# Having It Both Ways: Combining BM25 with AI Reranking

You can find the original blog post under the following [link](https://jina.ai/news/having-it-both-ways-combining-bm25-with-ai-reranking).

### Upload files to Google Colab

Before we can access local files on Google Colab, we need to upload them to the Colab environment. Here are the steps to do so:
 
1. [Download the file `fashion_data.csv`](https://raw.githubusercontent.com/jina-ai/workshops/main/notebooks/embeddings/bm25/fashion_data.csv) to your local drive.
2. Click on the “Files” tab on the left-side menu in Google Colab (Make sure it is the “Files tab” not the “File” Dropdown menu).
3. Click on the “Upload to Session Storage” button and select the `fashion_data.csv` file you previously downloaded.
4. Wait for the upload to complete.

Once the `fashion_data.csv` file is uploaded, you can access it in the “Files” tab.

Install prerequisites:

In [None]:
!pip install --q haystack-ai jina-haystack

Add the Jina API key as environment variable:

In [None]:
import os
import getpass

os.environ["JINA_API_KEY"] = getpass.getpass()

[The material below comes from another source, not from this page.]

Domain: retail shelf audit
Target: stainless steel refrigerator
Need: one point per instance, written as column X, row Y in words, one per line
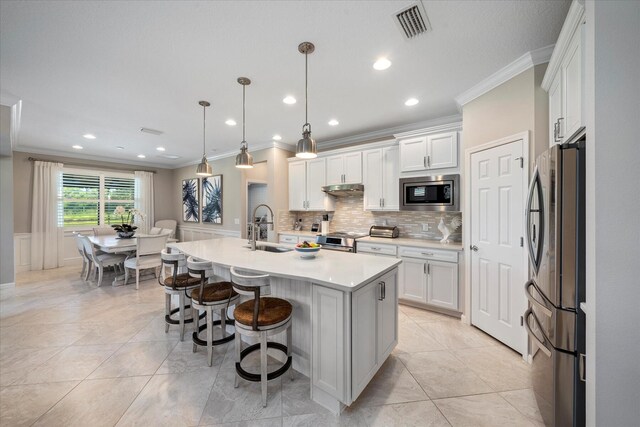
column 555, row 323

Define the query in form of the product category:

In [None]:
query = "Nightwear for Women"

Transform the data into Documents:

In [None]:
import csv
from haystack import Document

documents = []
with open("fashion_data.csv") as f:
 data = csv.reader(f, delimiter=";")
 for row in data:
 row_text = ''.join(row)
 row_doc = Document(content=row_text, meta={"prod_id": row[0], "prod_image": row[1]})
 documents.append(row_doc)

Create the query pipeline WITHOUT Jina Reranker to compare the results prior to the reranking:

In [None]:
from haystack import Pipeline
from haystack.document_stores.types import DuplicatePolicy
from haystack.document_stores.in_memory import InMemoryDocumentStore
from haystack.components.retrievers.in_memory import InMemoryBM25Retriever

document_store=InMemoryDocumentStore()
document_store.write_documents(documents=documents, policy=DuplicatePolicy.OVERWRITE)

retriever = InMemoryBM25Retriever(document_store=document_store)

rag_pipeline = Pipeline()
rag_pipeline.add_component("retriever", retriever)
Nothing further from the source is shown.